You may also want to delete this folder after the temporary files are deleted. Record a variable `new_path = true;` if a new directory was created, and place `if new_path, rmdir(data_path); end` at the end of the function. Otherwise, the temporary drive is cleared when the system reboots.

On Linux, the filesystem does not deallocate deleted temporary files until MATLAB is closed. This can lead to write erros if many large simulations are run in the same MATLAB session. To avoid this issue, within `kspaceFirstOrder3DC.m`, set the file size of the temporary input/output files to 0 bytes prior to deleting them, e.g.

if isunix % tolerate deferred deletion for parpools on linux system("truncate -s 0 " + input_filename ); system("truncate -s 0 " + output_filename); end delete(input_filename ); delete(output_filename);



### [MUST](https://www.biomecardio.com/MUST/documentation.html)
To enable the usage of a `parallel.ThreadPool` with the `simus()` method, the GUI and file I/O calls used in the `AdMessage` and `MUSTStat` functions must not be called from `pfield.m` and/or `pfield3.m` (see [#2](https://github.com/thorstone25/qups/issues/2)). It is safe to comment out the advertising and statistics functions.

### [Matlab-OpenCL](github.com/thorstone25/Matlab-OpenCL)
OpenCL support is provided via [Matlab-OpenCL](github.com/thorstone25/Matlab-OpenCL), but is only tested on Linux. This package relies on [MatCL](https://github.com/IANW-Projects/MatCL), but the underlying OpenCL installation is platform and OS specific.

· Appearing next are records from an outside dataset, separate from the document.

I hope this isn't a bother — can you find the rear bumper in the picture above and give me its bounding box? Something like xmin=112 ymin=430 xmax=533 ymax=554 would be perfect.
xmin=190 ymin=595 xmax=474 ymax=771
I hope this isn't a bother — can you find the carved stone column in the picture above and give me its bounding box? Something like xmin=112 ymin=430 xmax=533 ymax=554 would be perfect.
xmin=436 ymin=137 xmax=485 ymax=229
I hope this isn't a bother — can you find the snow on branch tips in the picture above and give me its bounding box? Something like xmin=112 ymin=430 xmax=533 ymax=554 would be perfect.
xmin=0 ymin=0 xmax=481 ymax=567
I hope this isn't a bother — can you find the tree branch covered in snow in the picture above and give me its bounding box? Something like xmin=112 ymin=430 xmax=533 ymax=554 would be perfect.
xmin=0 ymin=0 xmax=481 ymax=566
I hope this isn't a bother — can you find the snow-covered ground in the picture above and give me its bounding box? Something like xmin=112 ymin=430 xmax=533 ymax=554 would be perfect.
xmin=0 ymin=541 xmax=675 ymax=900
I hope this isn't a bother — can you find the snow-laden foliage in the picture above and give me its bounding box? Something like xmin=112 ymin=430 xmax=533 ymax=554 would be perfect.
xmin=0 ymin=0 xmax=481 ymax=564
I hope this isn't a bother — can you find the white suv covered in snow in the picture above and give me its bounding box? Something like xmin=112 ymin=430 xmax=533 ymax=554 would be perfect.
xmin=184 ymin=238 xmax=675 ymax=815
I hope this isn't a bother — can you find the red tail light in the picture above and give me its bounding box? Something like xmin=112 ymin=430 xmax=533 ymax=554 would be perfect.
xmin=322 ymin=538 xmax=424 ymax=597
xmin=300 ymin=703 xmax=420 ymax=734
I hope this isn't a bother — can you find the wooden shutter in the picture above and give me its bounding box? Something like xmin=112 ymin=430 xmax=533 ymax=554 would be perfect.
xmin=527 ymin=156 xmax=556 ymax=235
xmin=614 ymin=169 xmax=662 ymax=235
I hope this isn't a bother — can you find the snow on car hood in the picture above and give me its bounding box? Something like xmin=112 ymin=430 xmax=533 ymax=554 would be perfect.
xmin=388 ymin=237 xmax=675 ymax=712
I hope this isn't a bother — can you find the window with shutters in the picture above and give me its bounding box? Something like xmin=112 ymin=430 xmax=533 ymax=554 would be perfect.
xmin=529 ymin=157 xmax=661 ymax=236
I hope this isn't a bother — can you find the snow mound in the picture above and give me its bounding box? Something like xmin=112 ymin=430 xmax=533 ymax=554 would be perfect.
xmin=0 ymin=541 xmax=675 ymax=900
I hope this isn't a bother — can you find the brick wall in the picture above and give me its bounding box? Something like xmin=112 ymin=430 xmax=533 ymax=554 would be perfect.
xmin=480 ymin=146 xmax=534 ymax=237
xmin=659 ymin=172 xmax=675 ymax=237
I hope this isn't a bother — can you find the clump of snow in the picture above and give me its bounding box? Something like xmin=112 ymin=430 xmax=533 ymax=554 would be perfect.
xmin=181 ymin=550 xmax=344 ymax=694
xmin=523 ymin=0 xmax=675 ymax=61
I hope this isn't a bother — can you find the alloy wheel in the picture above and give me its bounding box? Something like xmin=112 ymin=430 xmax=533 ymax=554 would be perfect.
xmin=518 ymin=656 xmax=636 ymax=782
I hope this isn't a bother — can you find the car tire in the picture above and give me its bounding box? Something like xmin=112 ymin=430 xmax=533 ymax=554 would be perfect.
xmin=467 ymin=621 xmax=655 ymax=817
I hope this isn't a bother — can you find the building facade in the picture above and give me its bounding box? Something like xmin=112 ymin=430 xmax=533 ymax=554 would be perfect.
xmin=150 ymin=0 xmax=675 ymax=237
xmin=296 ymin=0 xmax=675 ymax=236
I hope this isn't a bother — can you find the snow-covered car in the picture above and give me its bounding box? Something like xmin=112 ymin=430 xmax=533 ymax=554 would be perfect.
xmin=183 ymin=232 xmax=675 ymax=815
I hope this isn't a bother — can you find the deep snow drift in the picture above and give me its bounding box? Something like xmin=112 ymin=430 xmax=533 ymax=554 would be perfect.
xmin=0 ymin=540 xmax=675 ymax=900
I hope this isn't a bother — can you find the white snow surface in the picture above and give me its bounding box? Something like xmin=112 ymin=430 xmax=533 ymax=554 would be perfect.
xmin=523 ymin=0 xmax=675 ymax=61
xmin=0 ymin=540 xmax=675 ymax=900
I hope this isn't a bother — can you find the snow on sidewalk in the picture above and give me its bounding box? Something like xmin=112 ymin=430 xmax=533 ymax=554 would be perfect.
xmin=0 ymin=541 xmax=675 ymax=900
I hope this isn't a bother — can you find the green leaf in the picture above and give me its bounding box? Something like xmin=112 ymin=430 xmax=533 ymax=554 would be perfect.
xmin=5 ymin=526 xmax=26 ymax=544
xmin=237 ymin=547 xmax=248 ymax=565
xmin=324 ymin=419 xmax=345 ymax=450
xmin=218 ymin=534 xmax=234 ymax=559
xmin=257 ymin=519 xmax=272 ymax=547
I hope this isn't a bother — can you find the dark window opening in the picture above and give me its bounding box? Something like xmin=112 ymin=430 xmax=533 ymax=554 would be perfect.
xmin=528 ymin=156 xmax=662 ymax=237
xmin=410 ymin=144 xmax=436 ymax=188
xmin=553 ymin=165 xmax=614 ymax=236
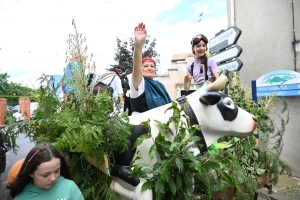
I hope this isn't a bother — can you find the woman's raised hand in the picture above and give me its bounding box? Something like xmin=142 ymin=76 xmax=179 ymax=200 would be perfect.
xmin=134 ymin=22 xmax=147 ymax=43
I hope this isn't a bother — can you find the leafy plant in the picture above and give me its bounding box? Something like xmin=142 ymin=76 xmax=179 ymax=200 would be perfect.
xmin=131 ymin=71 xmax=290 ymax=199
xmin=0 ymin=21 xmax=132 ymax=200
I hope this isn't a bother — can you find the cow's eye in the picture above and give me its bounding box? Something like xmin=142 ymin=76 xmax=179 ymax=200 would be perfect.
xmin=223 ymin=97 xmax=234 ymax=109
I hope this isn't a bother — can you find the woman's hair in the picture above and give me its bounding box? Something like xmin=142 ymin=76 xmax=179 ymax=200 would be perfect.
xmin=108 ymin=67 xmax=120 ymax=76
xmin=191 ymin=34 xmax=208 ymax=57
xmin=142 ymin=57 xmax=156 ymax=67
xmin=7 ymin=143 xmax=71 ymax=198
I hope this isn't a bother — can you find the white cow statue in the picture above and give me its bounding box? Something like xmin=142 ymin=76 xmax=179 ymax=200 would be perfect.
xmin=106 ymin=72 xmax=257 ymax=200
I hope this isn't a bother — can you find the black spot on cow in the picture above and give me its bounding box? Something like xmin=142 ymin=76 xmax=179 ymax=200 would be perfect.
xmin=111 ymin=125 xmax=149 ymax=186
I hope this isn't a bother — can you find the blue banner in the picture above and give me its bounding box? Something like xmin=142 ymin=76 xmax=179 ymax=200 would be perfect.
xmin=256 ymin=84 xmax=300 ymax=92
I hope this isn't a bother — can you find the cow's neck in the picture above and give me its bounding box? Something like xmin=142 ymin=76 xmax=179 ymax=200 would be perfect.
xmin=177 ymin=96 xmax=207 ymax=155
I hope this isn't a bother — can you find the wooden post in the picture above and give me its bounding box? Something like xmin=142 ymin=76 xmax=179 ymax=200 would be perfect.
xmin=19 ymin=97 xmax=30 ymax=121
xmin=84 ymin=156 xmax=110 ymax=176
xmin=0 ymin=98 xmax=7 ymax=126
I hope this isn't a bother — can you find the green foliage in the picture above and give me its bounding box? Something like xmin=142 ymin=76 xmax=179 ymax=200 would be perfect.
xmin=0 ymin=70 xmax=33 ymax=98
xmin=131 ymin=102 xmax=218 ymax=200
xmin=112 ymin=37 xmax=160 ymax=94
xmin=225 ymin=73 xmax=291 ymax=184
xmin=4 ymin=111 xmax=15 ymax=124
xmin=3 ymin=19 xmax=132 ymax=200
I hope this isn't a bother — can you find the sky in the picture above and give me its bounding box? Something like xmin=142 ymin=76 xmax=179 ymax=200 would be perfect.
xmin=0 ymin=0 xmax=228 ymax=88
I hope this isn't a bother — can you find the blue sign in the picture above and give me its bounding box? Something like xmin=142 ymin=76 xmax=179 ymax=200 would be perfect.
xmin=257 ymin=88 xmax=300 ymax=97
xmin=256 ymin=83 xmax=300 ymax=92
xmin=252 ymin=70 xmax=300 ymax=102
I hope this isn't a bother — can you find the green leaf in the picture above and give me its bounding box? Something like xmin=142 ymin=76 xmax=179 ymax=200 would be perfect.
xmin=142 ymin=181 xmax=153 ymax=192
xmin=155 ymin=178 xmax=165 ymax=194
xmin=175 ymin=157 xmax=184 ymax=172
xmin=176 ymin=176 xmax=182 ymax=188
xmin=133 ymin=134 xmax=149 ymax=149
xmin=148 ymin=145 xmax=156 ymax=160
xmin=183 ymin=173 xmax=193 ymax=192
xmin=168 ymin=178 xmax=176 ymax=195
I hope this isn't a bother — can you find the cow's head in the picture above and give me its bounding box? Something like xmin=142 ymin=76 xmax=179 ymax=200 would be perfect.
xmin=188 ymin=71 xmax=257 ymax=145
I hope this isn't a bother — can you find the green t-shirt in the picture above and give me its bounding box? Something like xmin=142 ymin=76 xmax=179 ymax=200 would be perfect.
xmin=14 ymin=176 xmax=84 ymax=200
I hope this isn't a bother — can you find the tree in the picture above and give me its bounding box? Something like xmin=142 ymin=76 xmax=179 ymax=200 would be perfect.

The following packages and references may be helpful, but are not tested for compatability.

##### Ubuntu 22.04: 
| Command  | Description |
| ------- | ------------- |
| `sudo apt install opencl-headers`                    | Compilation header files (req'd for all devices)|
| `sudo apt install pocl-opencl-icd`                   | Most CPU devices |
| `sudo apt install intel-opencl-icd`                  | Intel Graphics devices |
| `sudo apt install nvidia-driver-xxx`                 | Nvidia Graphics devices (included with the driver) |
| `sudo apt install ./amdgpu-install_x.x.x-x_all.deb`  | AMD Discrete Graphics devices (see [here](https://docs.amd.com/projects/install-on-linux/en/latest/how-to/amdgpu-install.html) or [here](https://docs.amd.com/projects/install-on-linux/en/latest/how-to/native-install/ubuntu.html))|

### CUDA Support
Starting in R2023a, CUDA support is provided by default within MATLAB via [`mexcuda`](https://www.mathworks.com/help/parallel-computing/mexcuda.html).

Otherwise, for CUDA to work, `nvcc` must succesfully run from the MATLAB environment. If a Nvidia GPU is available and `setup CUDA cache` completes with no warnings, you're all set! If you have difficulty getting nvcc to work in MATLAB, you may need to figure out which environment paths are required for _your_ CUDA installation. Running `setup CUDA` will attempt to do this for you, but may fail if you have a custom installation.

#### Linux
First, be sure you can run `nvcc` from a terminal or command-line interface per [CUDA installation instructions](https://docs.nvidia.com/cuda/cuda-installation-guide-linux/index.html). Then set the `MW_NVCC_PATH` environmental variable within MATLAB by running `setenv('MW_NVCC_PATH', YOUR_NVCC_BIN_PATH);` prior to running `setup CUDA`. You can run `which nvcc` within a terminal to locate the installation directory. For example, if `which nvcc` returns `/opt/cuda/bin/nvcc`, then run `setenv('MW_NVCC_PATH', '/opt/cuda/bin');`.

#### Windows
First, setup your system for CUDA per [CUDA installation instructions](https://docs.nvidia.com/cuda/cuda-installation-guide-microsoft-windows/index.html). On Windows you must set the path for both CUDA and the _correct_ MSVC compiler for C/C++. Start a PowerShell terminal within Visual Studio. Run `echo %CUDA_PATH%` to find the base CUDA_PATH and run `echo %VCToolsInstallDir%` to find the MSVC path. Then, in MATLAB, set these paths with `setenv('MW_NVCC_PATH', YOUR_CUDA_BIN_PATH); setenv('VCToolsInstallDir', YOUR_MSVC_PATH);`, where `YOUR_CUDA_BIN_PATH` is the path to the `bin` folder in the `CUDA_PATH` folder. Finally, run `setup CUDA`. From here the proper paths should be added.